E’ una delle sue performances più famose. Come racconta lei stessa nella sua autobiografia Attraversare i muri, edita da Bompiani, ” Le regole erano semplici; ogni persona poteva sedersi davanti a me per tutto il tempo che voleva, breve o lungo che fosse. Ci saremmo guardati negli occhi. Non era permesso nè toccarmi nè parlarmi”.

Successero cose straordinarie. Rimando alle belle pagine dell’autobiografia per il suo racconto e al film dallo stesso titolo della performance.  Qui basti dire che più di millecinquecento persone si sedettero davanti a lei.

 

Tra Rhytm O e The Artist is Present ci sono quasi quarant’anni di lavoro sempre coerente, poetico e indimenticabile. Qui non è possibile ripercorrerne tutte le tappe. Voglio solo ricordare un lavoro che magari qualcuno dei miei piccoli lettori si ricorda di aver visto alla Biennale di Venezia del 1997.

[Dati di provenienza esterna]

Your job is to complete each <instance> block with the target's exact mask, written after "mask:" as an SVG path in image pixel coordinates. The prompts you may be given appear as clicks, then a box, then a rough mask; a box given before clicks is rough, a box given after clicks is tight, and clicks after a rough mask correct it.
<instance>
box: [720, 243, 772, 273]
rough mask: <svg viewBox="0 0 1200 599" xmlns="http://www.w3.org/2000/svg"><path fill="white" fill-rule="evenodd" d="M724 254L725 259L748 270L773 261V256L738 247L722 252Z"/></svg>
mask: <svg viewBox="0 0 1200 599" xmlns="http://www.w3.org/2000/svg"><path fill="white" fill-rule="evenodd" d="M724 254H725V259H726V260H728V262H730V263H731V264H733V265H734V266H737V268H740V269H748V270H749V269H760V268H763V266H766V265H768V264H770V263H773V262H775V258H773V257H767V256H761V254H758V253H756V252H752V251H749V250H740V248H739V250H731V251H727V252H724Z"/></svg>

Si tratta di Balkan Baroque, che fu una performance epica. Per 7 ore al giorno, per 4 giorni, Marina Abramovic rimase in una stanza-sottoscala buia, seduta su una piramide enorme di ossa sanguinolente “fetide e piene di vermi”.

Lei, coperta da un camice bianco, le ripuliva con un bruschino, in un rituale di purificazione di se stessa e per le stragi che avvenivano in quegli anni nei Balcani. Un video alle sue spalle raccontava una storia violenta, alternandosi a  scene dove, “vestita con una sottoveste nera e un fazzoletto rosso  ballavo freneticamente al ritmo di una canzone popolare serba. (…) L’orrore della carne e del sangue, un racconto disturbante, una danza sexy e poi il ritorno ad orrori ancora peggiori. Per quattro giorni, sette ore al giorno. Ogni mattina dovevo tornare ad immergermi in una catasta di ossa verminose. Nel seminterrato il caldo e la puzza erano insopportabili. Ma quello era il mio lavoro. Per me quello era il barocco balcanico”. Vinse il Leone d’oro.